Sobre Deus nada se sabe pois nunca se apresentou à humanidade, apesar de insistentemente ouvirmos quem afirme saber o que ele pretende. E esqueçamos todas as visões transcendentais, as experiências místicas, os milagres que curam doenças curáveis ou rearranjam desordens mentais. Todos não passam de grandes embustes, de erros de interpretação, de alucinações, de acidentes químicos. Já quanto aos sentimentos, não só sabemos como e onde se originam, como sabemos o porquê de existirem. E podem perfeitamente demonstrar-se ou aferir-se. Uma vez que eles existem como reguladores de interacção social, podemos observar o resultado que as acções que eles produzem provocam nos outros, assim como podemos senti-los e geri-los a nosso bel-prazer, da forma que nos for mais conveniente. Quando não o conseguimos fazer, isso significa que ainda não atingimos a maturidade ou que algo interferiu com o normal funcionamento da máquina biológica, transtornando a experiência existencial. É nessa altura que quem se sente incompleto ou deslocado procura ajuda ou salvação, porque não compreende ou não se compreende.
Podemos não ter todas as respostas, mas as que temos são suficientes para solucionar muitos dos problemas que apenas existem porque insistimos em colocar questões que há muito estão respondidas, tendo por isso deixado de o ser. E é uma pena que nem toda a gente tenha acesso a elas ou que não as saiba compreender e, muitas vezes, aceitar.

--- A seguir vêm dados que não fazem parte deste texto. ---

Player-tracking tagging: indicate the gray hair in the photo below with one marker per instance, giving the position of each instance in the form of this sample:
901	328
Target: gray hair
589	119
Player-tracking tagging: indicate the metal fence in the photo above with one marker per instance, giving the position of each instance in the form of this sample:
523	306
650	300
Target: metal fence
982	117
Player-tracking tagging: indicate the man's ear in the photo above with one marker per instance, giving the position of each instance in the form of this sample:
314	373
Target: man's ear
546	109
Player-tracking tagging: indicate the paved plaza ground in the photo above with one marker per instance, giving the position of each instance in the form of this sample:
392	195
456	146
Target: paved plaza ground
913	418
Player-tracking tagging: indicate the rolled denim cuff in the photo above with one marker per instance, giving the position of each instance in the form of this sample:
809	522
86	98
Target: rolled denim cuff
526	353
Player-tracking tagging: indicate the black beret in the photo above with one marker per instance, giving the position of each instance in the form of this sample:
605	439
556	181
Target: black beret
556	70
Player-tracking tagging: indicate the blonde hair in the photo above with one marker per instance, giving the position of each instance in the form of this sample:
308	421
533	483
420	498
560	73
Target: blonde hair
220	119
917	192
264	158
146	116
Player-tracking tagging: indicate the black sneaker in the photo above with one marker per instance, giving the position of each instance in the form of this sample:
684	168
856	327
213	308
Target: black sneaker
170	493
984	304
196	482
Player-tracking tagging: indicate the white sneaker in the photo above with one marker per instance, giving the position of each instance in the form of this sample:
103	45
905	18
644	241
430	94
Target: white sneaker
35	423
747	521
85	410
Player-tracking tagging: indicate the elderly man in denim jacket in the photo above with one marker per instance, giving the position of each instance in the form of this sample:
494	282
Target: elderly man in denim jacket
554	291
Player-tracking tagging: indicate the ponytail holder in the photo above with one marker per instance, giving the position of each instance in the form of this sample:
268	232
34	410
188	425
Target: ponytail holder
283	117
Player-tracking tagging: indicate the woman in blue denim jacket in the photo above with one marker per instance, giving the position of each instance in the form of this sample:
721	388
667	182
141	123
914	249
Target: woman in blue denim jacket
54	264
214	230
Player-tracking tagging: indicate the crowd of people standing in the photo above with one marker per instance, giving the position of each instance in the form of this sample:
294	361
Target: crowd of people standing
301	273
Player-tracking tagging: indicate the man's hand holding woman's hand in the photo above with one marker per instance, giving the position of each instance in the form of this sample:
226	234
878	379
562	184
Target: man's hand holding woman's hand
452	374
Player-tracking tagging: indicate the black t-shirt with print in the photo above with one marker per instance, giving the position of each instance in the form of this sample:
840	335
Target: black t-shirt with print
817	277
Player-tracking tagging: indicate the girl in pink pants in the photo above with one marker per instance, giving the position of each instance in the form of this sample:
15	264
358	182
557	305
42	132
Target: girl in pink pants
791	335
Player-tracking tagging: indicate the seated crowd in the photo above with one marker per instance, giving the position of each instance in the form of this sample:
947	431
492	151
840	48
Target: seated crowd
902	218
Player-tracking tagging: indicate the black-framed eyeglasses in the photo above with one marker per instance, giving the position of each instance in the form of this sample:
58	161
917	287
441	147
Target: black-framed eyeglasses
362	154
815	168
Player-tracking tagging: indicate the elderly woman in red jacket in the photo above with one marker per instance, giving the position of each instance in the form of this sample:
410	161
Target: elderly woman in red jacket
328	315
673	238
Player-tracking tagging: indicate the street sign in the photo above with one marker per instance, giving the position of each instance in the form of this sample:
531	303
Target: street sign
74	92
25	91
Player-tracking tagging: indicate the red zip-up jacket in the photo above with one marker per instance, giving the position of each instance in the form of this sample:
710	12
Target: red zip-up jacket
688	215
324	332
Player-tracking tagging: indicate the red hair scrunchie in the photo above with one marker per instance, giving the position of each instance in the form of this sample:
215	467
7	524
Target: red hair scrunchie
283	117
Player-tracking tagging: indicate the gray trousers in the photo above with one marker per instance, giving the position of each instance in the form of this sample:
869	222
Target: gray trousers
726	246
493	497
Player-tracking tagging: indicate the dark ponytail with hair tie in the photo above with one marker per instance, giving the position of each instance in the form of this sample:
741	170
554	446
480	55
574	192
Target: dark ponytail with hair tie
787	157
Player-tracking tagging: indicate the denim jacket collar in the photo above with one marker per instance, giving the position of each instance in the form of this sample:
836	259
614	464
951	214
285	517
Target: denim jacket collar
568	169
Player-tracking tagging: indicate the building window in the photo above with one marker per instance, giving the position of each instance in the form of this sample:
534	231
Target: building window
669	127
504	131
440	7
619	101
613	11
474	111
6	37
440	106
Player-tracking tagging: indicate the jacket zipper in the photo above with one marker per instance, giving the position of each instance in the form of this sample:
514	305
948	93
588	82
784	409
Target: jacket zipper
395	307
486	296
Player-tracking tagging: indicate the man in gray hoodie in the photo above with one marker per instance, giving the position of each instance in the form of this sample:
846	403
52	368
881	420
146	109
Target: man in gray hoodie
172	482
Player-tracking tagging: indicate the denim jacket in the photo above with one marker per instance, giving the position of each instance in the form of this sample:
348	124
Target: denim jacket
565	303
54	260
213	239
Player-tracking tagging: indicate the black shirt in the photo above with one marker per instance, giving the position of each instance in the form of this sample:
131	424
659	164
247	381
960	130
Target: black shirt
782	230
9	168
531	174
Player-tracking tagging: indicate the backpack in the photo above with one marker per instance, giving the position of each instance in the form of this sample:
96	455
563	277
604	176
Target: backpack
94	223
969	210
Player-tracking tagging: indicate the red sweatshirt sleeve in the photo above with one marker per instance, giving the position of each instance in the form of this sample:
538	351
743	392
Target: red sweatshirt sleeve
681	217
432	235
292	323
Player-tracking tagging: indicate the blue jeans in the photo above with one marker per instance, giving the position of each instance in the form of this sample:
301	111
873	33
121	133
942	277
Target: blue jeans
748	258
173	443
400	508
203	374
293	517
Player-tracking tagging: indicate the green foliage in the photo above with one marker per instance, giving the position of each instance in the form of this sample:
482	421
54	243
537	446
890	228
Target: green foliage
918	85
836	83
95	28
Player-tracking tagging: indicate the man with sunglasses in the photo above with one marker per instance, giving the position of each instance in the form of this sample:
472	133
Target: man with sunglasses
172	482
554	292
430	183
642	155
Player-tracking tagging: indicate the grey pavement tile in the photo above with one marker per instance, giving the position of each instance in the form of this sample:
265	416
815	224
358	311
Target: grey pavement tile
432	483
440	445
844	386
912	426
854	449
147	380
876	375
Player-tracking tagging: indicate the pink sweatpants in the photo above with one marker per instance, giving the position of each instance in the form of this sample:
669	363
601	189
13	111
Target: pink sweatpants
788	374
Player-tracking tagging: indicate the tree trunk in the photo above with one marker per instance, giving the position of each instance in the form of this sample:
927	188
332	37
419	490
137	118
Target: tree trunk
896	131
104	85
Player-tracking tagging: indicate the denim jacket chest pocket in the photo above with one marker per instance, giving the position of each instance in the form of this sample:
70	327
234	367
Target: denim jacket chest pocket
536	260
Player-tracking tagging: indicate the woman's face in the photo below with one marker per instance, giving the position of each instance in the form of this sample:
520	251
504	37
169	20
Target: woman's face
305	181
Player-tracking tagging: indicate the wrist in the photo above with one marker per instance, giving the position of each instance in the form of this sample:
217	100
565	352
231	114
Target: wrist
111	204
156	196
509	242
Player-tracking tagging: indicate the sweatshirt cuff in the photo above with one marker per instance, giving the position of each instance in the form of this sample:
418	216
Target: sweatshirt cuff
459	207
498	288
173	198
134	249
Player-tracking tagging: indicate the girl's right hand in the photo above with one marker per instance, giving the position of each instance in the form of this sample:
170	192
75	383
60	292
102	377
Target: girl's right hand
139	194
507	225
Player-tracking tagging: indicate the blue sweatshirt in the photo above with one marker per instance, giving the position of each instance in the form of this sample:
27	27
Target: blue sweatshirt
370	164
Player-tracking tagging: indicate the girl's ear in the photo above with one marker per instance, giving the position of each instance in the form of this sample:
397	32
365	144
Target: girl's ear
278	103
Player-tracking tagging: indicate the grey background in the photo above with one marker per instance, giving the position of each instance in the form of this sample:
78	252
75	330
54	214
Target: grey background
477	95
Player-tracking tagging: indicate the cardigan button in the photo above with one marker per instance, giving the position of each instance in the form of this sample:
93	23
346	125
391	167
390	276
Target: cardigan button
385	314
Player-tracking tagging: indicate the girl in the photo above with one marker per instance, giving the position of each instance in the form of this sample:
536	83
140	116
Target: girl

Quer queiramos quer não, não passamos do resultado da interação de complexos processos químicos que ocorrem dentro do tubo de ensaio craniano e que nos dão a noção de ser. Deus, como qualquer sentimento, sonho, ilusão ou suposição, apenas se manifesta nesse espaço restrito e confinado. Mas se o sentimento tem um resultado prático, já Deus é apenas uma questão que se vai sumindo aos poucos à medida que a respondemos, tornando-se desnecessária tanto para explicar como para compreender.